Planning: Spring Flowers
The source of the title map: Zhanku Hailuo
References:
[1] Geng Lanlan (translator), Liu Mingnan (translator), Long Gao (translator), Gong Sitang (reviewer), Jiang Mizu (reviewer), Neil L. Schechter, Jeffrey S. Hyams,Carlo Di Lorenzo,Miguel Saps,Robert J. Shulman,Annamaria Staiano,Miranda van Tilburg. Rome IV criteria for functional gastrointestinal disease in children[J]. Chinese Journal of Pediatrics,2017,55(1):4-14.< /p>
[2] Tabbers MM, DiLorenzo C, Berger MY, et al. Evaluation and treatment of functional constipation in infants and children: evidence-based recommendations from ESPGHAN and NASPGHAN. J Pediatr Gastroenterol Nutr 2014 ; 58:258.
[3] Pensabene L, Youssef NN, Griffiths JM, Di Lorenzo C. Colonic manometry in children with defecatory disorders. role in diagnosis and management. Am J Gastroenterol 2003; 98:1052.< /p>
[4] Williams CL, Bollella M, Wynder EL. A new recommendation for dietary fiber in childhood. Pediatrics 1995; 96:985.
[5] Tabbers MM, DiLorenzo C, Berger MY, et al. Evaluation and treatment of functional constipation in infantsand children: evidence-based recommendations from ESPGHAN and NASPGHAN. J Pediatr Gastroenterol Nutr 2014;58:258.
[6] Heine RG, Elsayed S, Hosking CS, Hill DJ. Cow’s milk allergy in infancy. Curr Opin Allergy Clin Immunol 2002; 2:217.
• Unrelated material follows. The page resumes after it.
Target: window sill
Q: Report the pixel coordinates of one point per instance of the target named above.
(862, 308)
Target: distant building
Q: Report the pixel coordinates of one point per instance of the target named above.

[7] Irastorza I, Iba ez B, Delgado-Sanzonetti L, et al. Cow’s-milk-free diet as a therapeutic option in childhood chronic constipation. J Pediatr Gastroenterol Nutr 2010; 51 :171.
[8] Loening-Baucke V. Prevalence, symptoms and outcome of constipation in infants and toddlers. J Pediatr 2005; 146:359.
[9] Zheng Yuejie, Huang Zhihua, Liu Zuoyi, Wang Wenjian, Cheng Qian. Expert consensus on pediatric application of microecological preparations (October 2010)[J]. Chinese Journal of Practical Pediatrics, 2011,26( 1):20-23.